Pengelola Bandara Internasional Raden Inten II mengumumkan penghentian operasional penerbangan sementara pada Senin, 7 September 2026 hingga pukul 08.59 WIB.
Penghentian operasional tersebut dilakukan sehubungan dengan meningkatnya aktivitas erupsi Gunung Anak Krakatau yang berpotensi memengaruhi keselamatan penerbangan.
Informasi tersebut disampaikan melalui pemberitahuan resmi bertajuk #INFOTKG yang ditujukan kepada seluruh pengguna jasa Bandara Internasional Raden Inten II.
Dalam pemberitahuannya, pengelola Bandara Internasional Raden Inten II menyampaikan bahwa penghentian operasional penerbangan berlaku pada Senin, 7 September 2026 sampai pukul 08.59 WIB.
Keputusan tersebut berkaitan dengan perkembangan aktivitas erupsi Gunung Anak Krakatau yang saat ini menjadi perhatian karena dapat berdampak terhadap kondisi operasional penerbangan.
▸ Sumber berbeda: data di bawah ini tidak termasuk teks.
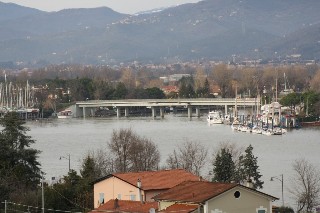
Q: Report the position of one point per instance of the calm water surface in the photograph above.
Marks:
(76, 137)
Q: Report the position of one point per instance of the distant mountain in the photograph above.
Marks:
(9, 11)
(211, 29)
(305, 42)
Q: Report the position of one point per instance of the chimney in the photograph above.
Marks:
(249, 184)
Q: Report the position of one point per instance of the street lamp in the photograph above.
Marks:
(281, 180)
(67, 158)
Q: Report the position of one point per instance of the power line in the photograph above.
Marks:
(34, 207)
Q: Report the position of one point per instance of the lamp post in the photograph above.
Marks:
(281, 180)
(265, 95)
(67, 158)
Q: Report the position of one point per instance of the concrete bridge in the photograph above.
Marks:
(87, 108)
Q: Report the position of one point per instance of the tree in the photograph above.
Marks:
(223, 167)
(249, 169)
(132, 153)
(291, 100)
(19, 167)
(305, 185)
(190, 156)
(144, 155)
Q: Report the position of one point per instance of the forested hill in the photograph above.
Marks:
(212, 29)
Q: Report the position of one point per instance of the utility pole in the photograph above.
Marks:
(42, 194)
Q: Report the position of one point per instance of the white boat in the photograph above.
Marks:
(215, 117)
(65, 114)
(235, 125)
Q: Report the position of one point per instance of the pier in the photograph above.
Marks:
(87, 108)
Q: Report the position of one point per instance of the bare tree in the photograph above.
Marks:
(103, 162)
(133, 153)
(305, 185)
(190, 156)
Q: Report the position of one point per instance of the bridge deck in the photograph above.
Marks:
(169, 102)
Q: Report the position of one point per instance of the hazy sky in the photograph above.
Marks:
(123, 6)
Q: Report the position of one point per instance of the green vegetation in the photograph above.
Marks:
(242, 170)
(19, 166)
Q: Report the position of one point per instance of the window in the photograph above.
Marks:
(101, 198)
(236, 194)
(261, 210)
(133, 197)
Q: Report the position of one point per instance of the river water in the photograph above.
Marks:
(61, 137)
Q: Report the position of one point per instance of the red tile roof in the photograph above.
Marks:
(163, 179)
(200, 191)
(194, 191)
(183, 208)
(126, 206)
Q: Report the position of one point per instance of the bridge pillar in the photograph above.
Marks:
(153, 109)
(198, 112)
(189, 111)
(126, 112)
(118, 112)
(162, 112)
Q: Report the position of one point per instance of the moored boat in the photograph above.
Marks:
(65, 114)
(215, 117)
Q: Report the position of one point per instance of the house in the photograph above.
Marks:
(138, 186)
(116, 206)
(210, 197)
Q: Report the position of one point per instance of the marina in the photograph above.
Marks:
(60, 137)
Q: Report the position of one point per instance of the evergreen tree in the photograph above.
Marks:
(19, 168)
(224, 167)
(249, 169)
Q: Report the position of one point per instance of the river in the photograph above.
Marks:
(61, 137)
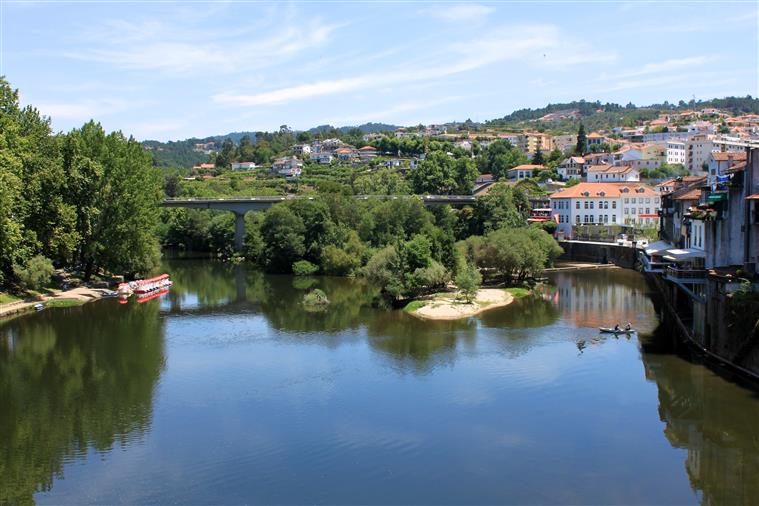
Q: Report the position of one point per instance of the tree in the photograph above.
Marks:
(468, 281)
(537, 158)
(283, 233)
(582, 141)
(36, 273)
(227, 154)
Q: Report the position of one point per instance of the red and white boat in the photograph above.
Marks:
(145, 286)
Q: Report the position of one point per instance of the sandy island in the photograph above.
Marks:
(445, 306)
(80, 294)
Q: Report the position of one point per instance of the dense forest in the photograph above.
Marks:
(89, 200)
(85, 198)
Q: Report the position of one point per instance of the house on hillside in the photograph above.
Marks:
(288, 166)
(612, 174)
(366, 153)
(605, 204)
(243, 165)
(321, 157)
(524, 171)
(571, 168)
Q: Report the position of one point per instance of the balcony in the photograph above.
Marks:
(689, 276)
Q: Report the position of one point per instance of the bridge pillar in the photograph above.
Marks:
(239, 230)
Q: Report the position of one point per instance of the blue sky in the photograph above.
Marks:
(179, 69)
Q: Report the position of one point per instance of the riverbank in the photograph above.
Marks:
(74, 297)
(449, 306)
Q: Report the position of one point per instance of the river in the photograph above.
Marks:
(227, 391)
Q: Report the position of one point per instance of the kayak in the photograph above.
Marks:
(612, 331)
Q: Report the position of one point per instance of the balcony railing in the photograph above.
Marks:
(680, 275)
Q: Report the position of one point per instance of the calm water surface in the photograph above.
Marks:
(227, 391)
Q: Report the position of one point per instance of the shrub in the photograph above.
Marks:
(36, 273)
(304, 268)
(315, 300)
(468, 281)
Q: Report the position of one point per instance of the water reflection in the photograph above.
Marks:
(73, 381)
(288, 405)
(716, 421)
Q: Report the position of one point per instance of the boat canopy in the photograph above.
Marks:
(678, 255)
(657, 247)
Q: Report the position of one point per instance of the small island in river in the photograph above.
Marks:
(450, 306)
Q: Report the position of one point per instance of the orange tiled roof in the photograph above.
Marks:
(724, 156)
(693, 194)
(609, 190)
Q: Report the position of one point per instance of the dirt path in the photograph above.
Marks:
(446, 307)
(81, 294)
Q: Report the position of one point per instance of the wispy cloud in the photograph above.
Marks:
(459, 12)
(671, 65)
(508, 43)
(84, 110)
(154, 45)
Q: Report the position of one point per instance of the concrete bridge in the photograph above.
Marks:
(241, 205)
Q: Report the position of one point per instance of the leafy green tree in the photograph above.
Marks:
(304, 268)
(227, 154)
(538, 158)
(36, 273)
(468, 281)
(283, 235)
(582, 141)
(246, 150)
(498, 158)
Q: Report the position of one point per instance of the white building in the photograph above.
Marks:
(612, 173)
(605, 204)
(288, 166)
(571, 167)
(676, 152)
(243, 165)
(322, 157)
(301, 149)
(524, 171)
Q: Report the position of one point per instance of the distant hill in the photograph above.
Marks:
(736, 105)
(365, 128)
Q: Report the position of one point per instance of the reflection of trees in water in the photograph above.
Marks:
(71, 379)
(716, 421)
(531, 311)
(603, 297)
(418, 345)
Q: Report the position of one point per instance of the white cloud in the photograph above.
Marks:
(459, 12)
(159, 46)
(671, 65)
(84, 110)
(505, 44)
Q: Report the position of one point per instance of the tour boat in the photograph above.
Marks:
(144, 286)
(618, 331)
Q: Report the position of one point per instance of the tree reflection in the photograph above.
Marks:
(71, 380)
(716, 421)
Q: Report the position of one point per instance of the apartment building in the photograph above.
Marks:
(605, 204)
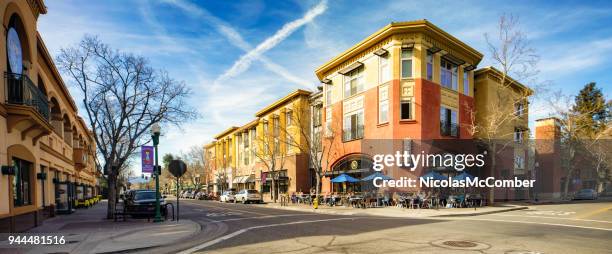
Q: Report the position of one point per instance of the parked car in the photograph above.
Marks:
(192, 194)
(227, 196)
(186, 194)
(248, 196)
(586, 194)
(142, 202)
(202, 195)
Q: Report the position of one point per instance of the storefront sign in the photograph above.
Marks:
(147, 159)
Pihak bandara meminta seluruh calon penumpang dan pengguna jasa untuk melakukan pengecekan ulang terhadap status serta jadwal penerbangan sebelum melakukan perjalanan.
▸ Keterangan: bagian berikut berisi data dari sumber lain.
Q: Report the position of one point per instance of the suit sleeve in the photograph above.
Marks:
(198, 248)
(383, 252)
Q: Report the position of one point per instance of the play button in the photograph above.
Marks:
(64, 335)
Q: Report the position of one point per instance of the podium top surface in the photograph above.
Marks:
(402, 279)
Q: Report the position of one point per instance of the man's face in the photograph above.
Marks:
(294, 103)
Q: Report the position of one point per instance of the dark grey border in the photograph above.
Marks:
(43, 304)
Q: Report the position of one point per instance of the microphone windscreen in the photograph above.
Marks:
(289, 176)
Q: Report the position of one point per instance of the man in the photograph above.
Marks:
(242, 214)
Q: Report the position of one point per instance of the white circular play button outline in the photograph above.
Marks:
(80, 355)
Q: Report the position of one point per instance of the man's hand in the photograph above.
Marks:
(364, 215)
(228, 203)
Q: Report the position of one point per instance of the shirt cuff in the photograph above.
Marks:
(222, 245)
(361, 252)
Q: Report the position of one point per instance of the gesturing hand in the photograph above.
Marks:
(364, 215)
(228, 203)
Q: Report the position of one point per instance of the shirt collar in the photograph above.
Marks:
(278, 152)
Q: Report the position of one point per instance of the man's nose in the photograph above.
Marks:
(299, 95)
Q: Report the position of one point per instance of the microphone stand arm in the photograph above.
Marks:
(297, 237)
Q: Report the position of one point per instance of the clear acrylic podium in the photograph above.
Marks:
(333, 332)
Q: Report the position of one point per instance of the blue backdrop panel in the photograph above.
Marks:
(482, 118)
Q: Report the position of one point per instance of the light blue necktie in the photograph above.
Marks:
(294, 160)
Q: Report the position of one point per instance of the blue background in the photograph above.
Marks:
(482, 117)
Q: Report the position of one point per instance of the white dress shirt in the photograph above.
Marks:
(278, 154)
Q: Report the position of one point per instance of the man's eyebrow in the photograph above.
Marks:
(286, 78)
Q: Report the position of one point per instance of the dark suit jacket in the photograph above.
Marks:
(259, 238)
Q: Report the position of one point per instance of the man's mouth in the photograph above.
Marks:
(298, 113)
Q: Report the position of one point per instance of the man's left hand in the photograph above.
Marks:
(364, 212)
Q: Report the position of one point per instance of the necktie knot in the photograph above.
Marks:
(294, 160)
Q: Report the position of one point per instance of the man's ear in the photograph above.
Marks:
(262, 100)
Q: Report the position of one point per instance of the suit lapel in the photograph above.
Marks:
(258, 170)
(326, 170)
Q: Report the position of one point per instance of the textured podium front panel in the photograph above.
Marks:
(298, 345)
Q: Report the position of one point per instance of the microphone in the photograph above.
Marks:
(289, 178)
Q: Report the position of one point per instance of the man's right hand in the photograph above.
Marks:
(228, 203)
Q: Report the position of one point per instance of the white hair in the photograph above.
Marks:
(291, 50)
Pengecekan disarankan dilakukan melalui kanal resmi masing-masing maskapai agar informasi yang diterima sesuai dengan perkembangan terbaru.
Pengelola Bandara Raden Inten II mengimbau masyarakat yang memiliki jadwal penerbangan pada periode tersebut untuk tidak hanya mengandalkan jadwal awal perjalanan.
Perubahan jadwal maupun status penerbangan dapat diketahui melalui kanal resmi maskapai.
Masyarakat yang membutuhkan informasi lebih lanjut mengenai kondisi kebandarudaraan juga dapat menghubungi Contact Center InJourney Airports 172.
Penghentian sementara operasional penerbangan ini menjadi salah satu langkah antisipasi menyusul meningkatnya aktivitas Gunung Anak Krakatau.